Preparation Time: 15 minutes
Cooking Time: 30 minutes
Servings: 4


1 tablespoon olive oil
4 chicken thighs, bone in, skin removed
1 onion, peeled and sliced
2 cloves garlic, peeled and finely chopped
½ teaspoon ground turmeric
½ teaspoon chilli flakes
1 teaspoon ground ginger
1 teaspoon black pepper
½ teaspoon ground cinnamon
1 teaspoon paprika
400g (1 can) chopped tomatoes
100g (4oz) cooked chickpeas
6 ready to eat apricots, chopped
½ lemon, juice
2 tablespoons chopped fresh parsley or coriander
1 tablespoon flaked almonds


1) Heat the oil in a large saucepan over a medium heat and gently fry the chicken thighs for 5 minutes on each side until browned. Remove to a plate and leave to one side.

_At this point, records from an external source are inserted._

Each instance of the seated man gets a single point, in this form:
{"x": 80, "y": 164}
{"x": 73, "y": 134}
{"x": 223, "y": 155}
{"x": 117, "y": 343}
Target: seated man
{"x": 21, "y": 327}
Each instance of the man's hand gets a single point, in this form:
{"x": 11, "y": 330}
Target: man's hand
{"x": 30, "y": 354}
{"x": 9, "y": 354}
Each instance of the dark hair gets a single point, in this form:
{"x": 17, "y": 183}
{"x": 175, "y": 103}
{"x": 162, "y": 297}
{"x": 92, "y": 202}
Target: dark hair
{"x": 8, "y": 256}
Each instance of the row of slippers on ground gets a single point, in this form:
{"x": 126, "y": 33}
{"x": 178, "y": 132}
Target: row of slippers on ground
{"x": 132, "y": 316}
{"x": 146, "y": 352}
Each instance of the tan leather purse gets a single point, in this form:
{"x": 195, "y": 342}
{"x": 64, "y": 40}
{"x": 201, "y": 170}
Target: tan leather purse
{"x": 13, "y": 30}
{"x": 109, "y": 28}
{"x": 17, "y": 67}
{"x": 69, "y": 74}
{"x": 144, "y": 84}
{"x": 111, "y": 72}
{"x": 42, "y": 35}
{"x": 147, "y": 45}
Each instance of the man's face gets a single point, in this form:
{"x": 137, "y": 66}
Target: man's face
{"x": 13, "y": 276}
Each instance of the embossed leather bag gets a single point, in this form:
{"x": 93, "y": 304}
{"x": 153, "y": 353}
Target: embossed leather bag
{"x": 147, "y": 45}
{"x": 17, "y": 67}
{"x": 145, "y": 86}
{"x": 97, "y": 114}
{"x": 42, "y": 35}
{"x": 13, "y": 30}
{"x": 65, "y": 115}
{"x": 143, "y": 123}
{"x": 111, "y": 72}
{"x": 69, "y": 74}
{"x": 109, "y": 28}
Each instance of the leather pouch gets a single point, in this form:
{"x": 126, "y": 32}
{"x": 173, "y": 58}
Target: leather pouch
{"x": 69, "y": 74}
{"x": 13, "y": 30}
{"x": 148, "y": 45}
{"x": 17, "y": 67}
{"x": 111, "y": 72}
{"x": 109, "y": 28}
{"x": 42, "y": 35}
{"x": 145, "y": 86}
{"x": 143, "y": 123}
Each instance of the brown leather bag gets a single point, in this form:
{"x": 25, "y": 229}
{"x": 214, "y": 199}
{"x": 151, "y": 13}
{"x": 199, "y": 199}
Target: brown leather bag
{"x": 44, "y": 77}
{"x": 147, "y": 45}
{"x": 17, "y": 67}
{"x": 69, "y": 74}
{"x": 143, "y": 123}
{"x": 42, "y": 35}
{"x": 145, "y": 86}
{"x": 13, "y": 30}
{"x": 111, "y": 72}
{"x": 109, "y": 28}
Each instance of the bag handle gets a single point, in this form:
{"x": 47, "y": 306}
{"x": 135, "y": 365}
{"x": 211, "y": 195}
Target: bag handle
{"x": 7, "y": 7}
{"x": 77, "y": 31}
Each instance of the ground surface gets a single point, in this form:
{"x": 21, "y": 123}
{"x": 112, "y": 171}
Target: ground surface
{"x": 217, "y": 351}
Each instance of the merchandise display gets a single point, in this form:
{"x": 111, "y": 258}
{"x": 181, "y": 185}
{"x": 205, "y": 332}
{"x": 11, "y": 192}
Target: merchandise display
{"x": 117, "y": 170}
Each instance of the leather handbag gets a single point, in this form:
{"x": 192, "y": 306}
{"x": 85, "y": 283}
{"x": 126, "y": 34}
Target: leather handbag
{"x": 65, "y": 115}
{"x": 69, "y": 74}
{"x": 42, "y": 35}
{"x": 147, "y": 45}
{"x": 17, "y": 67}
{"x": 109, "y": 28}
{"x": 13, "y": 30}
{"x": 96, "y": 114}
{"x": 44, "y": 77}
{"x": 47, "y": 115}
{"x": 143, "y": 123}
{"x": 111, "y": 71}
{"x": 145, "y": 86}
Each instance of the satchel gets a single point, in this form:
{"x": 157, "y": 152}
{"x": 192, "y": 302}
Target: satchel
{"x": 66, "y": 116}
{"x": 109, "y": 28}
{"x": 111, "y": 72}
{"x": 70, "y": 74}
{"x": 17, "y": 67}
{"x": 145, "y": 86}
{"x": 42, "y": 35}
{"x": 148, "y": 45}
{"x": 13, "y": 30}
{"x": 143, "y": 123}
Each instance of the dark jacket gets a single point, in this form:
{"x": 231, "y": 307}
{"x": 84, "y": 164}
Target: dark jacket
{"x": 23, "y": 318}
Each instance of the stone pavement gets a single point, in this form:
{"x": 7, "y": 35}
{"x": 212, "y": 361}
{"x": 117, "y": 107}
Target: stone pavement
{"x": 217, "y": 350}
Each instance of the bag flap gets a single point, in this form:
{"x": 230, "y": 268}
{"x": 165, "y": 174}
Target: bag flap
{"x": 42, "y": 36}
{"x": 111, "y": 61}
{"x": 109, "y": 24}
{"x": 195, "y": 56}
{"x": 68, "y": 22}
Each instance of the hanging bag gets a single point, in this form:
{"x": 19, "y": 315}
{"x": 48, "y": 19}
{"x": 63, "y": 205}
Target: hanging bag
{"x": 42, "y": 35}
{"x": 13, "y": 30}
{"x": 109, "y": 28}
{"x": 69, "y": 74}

2) Reheat the pan. Add the onion and garlic and gently fry 5 minutes until the onions are soft.

3) Add the spices – turmeric, chilli, ginger, black pepper, cinnamon and paprika. Stir and cook for 1 minute.

4) Add the canned tomatoes. Simmer for 5 minutes

5) Stir in the chickpeas and apricots.

6) Add the browned chicken thighs.

7) Simmer for 15 minutes and until the chicken is cooked through.

8) Just before serving, squeeze in the lemon juice and sprinkle with parsley or coriander and almonds.